Norton’s success likely comes from the fact that she is the opposite of what most of us might imagine a software instructor is like. She is buoyant, unabashedly spiritual, and unafraid to brag about her accomplishments or talk about money. In conversation, she talks seriously about manifesting: the spiritual art of believing something so intently that it becomes reality.

“In April, before I started, I knew I was going to be rich and famous and run this business,” she says. “My body was there, I energetically was there, and then it just hit two months later.

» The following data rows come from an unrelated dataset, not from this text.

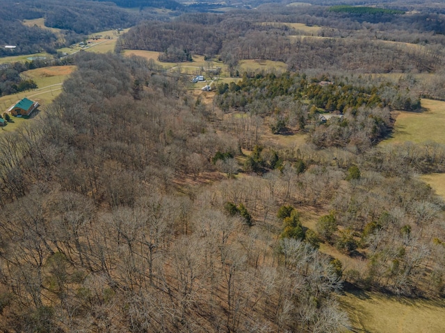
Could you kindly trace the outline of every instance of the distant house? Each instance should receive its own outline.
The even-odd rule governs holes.
[[[15,105],[11,106],[8,112],[14,117],[29,116],[38,106],[38,103],[33,102],[25,97]]]

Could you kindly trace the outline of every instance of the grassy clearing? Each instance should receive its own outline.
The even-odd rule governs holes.
[[[96,53],[106,53],[113,52],[118,40],[105,40],[99,41],[97,44],[91,44],[86,48],[85,51],[95,52]]]
[[[49,30],[59,37],[62,35],[62,29],[58,29],[57,28],[49,28],[48,26],[46,26],[44,25],[44,17],[40,17],[40,19],[24,19],[23,24],[24,26],[31,26],[31,27],[37,26],[42,29]]]
[[[422,112],[400,112],[397,116],[391,138],[381,144],[435,141],[445,144],[445,131],[439,126],[445,121],[445,102],[422,99]]]
[[[43,88],[49,85],[61,84],[75,68],[76,67],[72,65],[52,66],[31,69],[24,71],[21,75],[25,78],[32,78],[35,81],[39,88]]]
[[[16,62],[17,61],[30,61],[28,58],[32,57],[45,57],[47,58],[52,58],[52,56],[44,52],[33,54],[25,54],[22,56],[12,56],[10,57],[0,58],[0,64]]]
[[[341,304],[350,316],[350,332],[442,333],[445,302],[386,296],[378,293],[346,292]]]
[[[283,26],[289,26],[293,29],[303,31],[309,35],[312,34],[316,35],[321,29],[321,26],[307,26],[304,23],[283,23],[283,22],[261,22],[260,24],[262,26],[272,26],[275,27],[280,27]]]
[[[445,200],[445,173],[422,175],[421,179],[429,184],[436,191],[436,194]]]
[[[239,62],[239,67],[241,73],[261,70],[280,72],[287,69],[287,65],[284,62],[272,60],[241,60]]]
[[[54,66],[24,71],[22,75],[34,80],[39,88],[33,91],[0,97],[1,113],[6,111],[24,97],[38,102],[41,105],[39,109],[44,110],[46,105],[51,103],[62,92],[62,83],[75,68],[75,66]],[[17,127],[30,121],[24,118],[12,118],[14,122],[8,123],[0,133],[15,130]]]

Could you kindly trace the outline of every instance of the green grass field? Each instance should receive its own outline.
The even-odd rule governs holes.
[[[381,144],[405,142],[435,141],[445,144],[445,131],[439,124],[445,121],[445,102],[422,99],[421,112],[402,111],[397,116],[392,137]]]
[[[353,332],[442,333],[444,300],[412,300],[374,292],[346,292],[340,298]]]

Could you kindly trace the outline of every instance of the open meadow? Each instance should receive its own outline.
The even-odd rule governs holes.
[[[445,303],[368,291],[347,291],[340,302],[353,330],[373,333],[442,333]]]
[[[445,131],[439,124],[445,121],[445,102],[422,99],[423,112],[400,111],[397,115],[391,137],[381,144],[435,141],[445,144]]]
[[[34,80],[38,88],[0,97],[1,113],[24,97],[38,102],[40,104],[40,110],[44,110],[45,106],[52,102],[62,92],[62,83],[75,68],[76,67],[72,65],[53,66],[24,71],[21,75],[24,78]],[[12,119],[13,122],[8,123],[3,128],[1,132],[15,130],[22,124],[26,123],[29,121],[29,119],[24,118],[12,117]]]

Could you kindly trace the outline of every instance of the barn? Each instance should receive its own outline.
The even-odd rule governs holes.
[[[37,102],[26,99],[26,97],[8,110],[14,117],[29,116],[39,106]]]

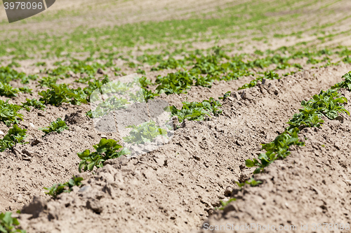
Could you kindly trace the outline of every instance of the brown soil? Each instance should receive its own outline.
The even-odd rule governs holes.
[[[350,101],[350,92],[342,92]],[[350,105],[346,109],[351,110]],[[256,225],[248,231],[251,232],[258,232],[258,225],[267,225],[277,229],[284,226],[284,232],[291,232],[291,226],[296,226],[298,232],[312,232],[318,223],[323,226],[318,232],[348,232],[347,228],[335,230],[334,225],[350,227],[351,220],[350,123],[351,118],[345,115],[341,120],[326,119],[322,129],[303,129],[299,136],[305,146],[292,148],[286,160],[275,162],[257,175],[256,178],[263,182],[259,187],[246,185],[239,193],[233,192],[237,201],[210,216],[198,232],[206,232],[209,226],[220,230],[216,232],[239,232],[241,231],[233,227],[238,230],[251,223]],[[333,227],[325,230],[324,223]],[[220,225],[225,226],[223,230]]]
[[[227,90],[232,90],[233,94],[224,101],[223,113],[219,117],[207,121],[185,122],[182,128],[176,131],[171,142],[157,150],[129,160],[124,157],[110,160],[94,174],[81,174],[85,178],[84,187],[62,194],[57,200],[45,197],[42,188],[65,182],[72,174],[78,174],[79,159],[77,153],[92,149],[91,146],[98,143],[101,136],[93,129],[91,120],[85,117],[88,105],[49,107],[45,112],[24,111],[21,124],[28,129],[29,136],[27,141],[30,143],[16,146],[13,151],[8,150],[1,153],[0,174],[4,181],[0,188],[0,211],[14,211],[26,204],[19,218],[21,225],[28,232],[183,232],[199,229],[205,220],[211,224],[232,223],[234,218],[227,219],[229,217],[234,218],[235,223],[238,220],[247,223],[253,218],[258,223],[264,220],[263,223],[270,224],[277,221],[287,224],[289,220],[294,224],[303,224],[303,220],[312,214],[311,209],[316,210],[314,218],[321,216],[316,220],[330,223],[334,220],[331,216],[337,216],[336,221],[345,223],[347,216],[343,215],[343,209],[338,205],[341,206],[343,202],[347,203],[346,199],[342,201],[342,197],[345,197],[343,192],[347,190],[347,186],[344,187],[345,183],[341,181],[334,181],[333,188],[329,185],[333,176],[347,178],[344,167],[347,166],[346,142],[350,135],[348,131],[343,131],[343,134],[340,135],[335,130],[332,133],[329,123],[318,132],[305,132],[305,136],[310,139],[306,141],[306,147],[297,148],[286,160],[270,167],[267,173],[258,176],[264,183],[258,188],[246,188],[242,198],[230,206],[234,207],[226,209],[226,215],[219,212],[208,220],[206,218],[219,206],[220,199],[227,199],[225,190],[237,187],[234,181],[249,178],[252,169],[246,168],[245,160],[257,156],[260,143],[271,141],[284,130],[285,122],[297,112],[300,101],[340,81],[340,76],[350,68],[343,65],[299,72],[279,80],[267,80],[265,85],[246,90],[244,94],[242,90],[234,91],[242,85],[242,80],[218,83],[211,90],[194,87],[187,95],[188,101],[220,97]],[[15,98],[14,102],[24,100],[23,98]],[[176,95],[165,99],[176,105],[183,101],[183,98]],[[69,130],[41,138],[43,134],[37,127],[47,126],[50,121],[65,115]],[[345,124],[347,124],[347,119],[340,125],[335,122],[330,124],[334,124],[336,129],[346,130],[347,125]],[[31,127],[29,122],[35,128]],[[7,127],[1,125],[0,129],[6,134]],[[323,135],[327,139],[322,139]],[[116,135],[107,136],[117,139]],[[345,138],[336,143],[336,136]],[[34,139],[39,140],[33,144]],[[325,148],[322,149],[324,150],[320,150],[320,146],[314,148],[315,143],[312,148],[311,143],[314,141],[317,142],[316,145],[324,144]],[[338,153],[336,143],[343,151],[342,154]],[[331,153],[327,155],[325,152]],[[320,167],[310,161],[316,158],[316,153],[319,158],[323,158],[318,160]],[[331,156],[333,160],[330,159],[329,162],[325,156]],[[290,160],[294,160],[296,164]],[[322,179],[318,178],[317,172],[324,171],[323,168],[326,165],[324,165],[324,161],[329,168],[320,175]],[[282,164],[285,164],[284,170],[276,167]],[[310,170],[305,164],[311,164],[307,165]],[[299,166],[303,166],[303,169]],[[293,167],[301,171],[294,171]],[[333,175],[329,176],[331,171]],[[290,172],[289,176],[284,176],[284,172]],[[303,177],[297,178],[291,174]],[[272,181],[272,176],[278,175],[279,178]],[[273,185],[273,182],[278,185]],[[311,191],[312,183],[318,191]],[[326,188],[321,190],[322,183]],[[340,190],[339,199],[328,198],[327,195],[336,195],[328,191],[331,189]],[[260,193],[263,196],[258,198]],[[315,200],[307,199],[314,193]],[[301,195],[306,197],[300,199]],[[28,206],[34,196],[38,198]],[[293,202],[297,199],[301,200],[300,204]],[[321,204],[318,199],[326,202]],[[287,206],[282,207],[282,203],[285,204],[282,202],[287,202]],[[316,206],[323,205],[325,209],[316,209]],[[298,211],[303,206],[303,210]]]

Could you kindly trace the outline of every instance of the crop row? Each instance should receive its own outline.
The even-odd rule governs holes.
[[[323,116],[334,120],[340,113],[350,115],[350,113],[343,106],[347,103],[347,99],[340,96],[338,90],[345,88],[351,91],[351,71],[343,76],[342,78],[345,80],[336,83],[326,91],[321,90],[319,94],[314,94],[308,101],[303,101],[301,102],[303,108],[298,110],[298,113],[295,113],[289,120],[287,122],[289,126],[285,129],[284,132],[278,135],[271,143],[262,145],[261,150],[265,152],[260,153],[257,158],[246,160],[245,164],[247,167],[256,168],[253,174],[264,172],[265,168],[274,160],[286,158],[290,155],[290,146],[305,146],[305,143],[298,139],[298,133],[303,128],[322,127],[324,122],[322,119]],[[242,183],[237,183],[237,184],[239,189],[241,189],[245,183],[256,186],[261,183],[251,177],[249,181]],[[222,207],[220,209],[223,209],[233,201],[235,201],[235,198],[231,198],[227,202],[221,202]]]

Right now, I can look you in the eye and tell you I’m going to own a multimillion-dollar business, but I’m just, like, riding through time to get there.” She had her first six-figure month in April, she says.

Norton and her boyfriend have lived the life of digital nomads recently, bopping between places like Sedona, Arizona; Hawaii; and California. When we talked, she was in Austin, Texas. She still relies heavily on the meditative practices she credits for fueling her success—visions of viral TikTok videos often come to her while meditating, she says.

Norton appears to thrive off of her contradictions, off of the ridiculousness of what she’s doing, owning the gray space between boring Excel code and her own high-energy delivery. “You have to have an element of polarity,” she tells me. “When you take something as boring as Excel and something so different like dancing and combine them… people are flabbergasted.”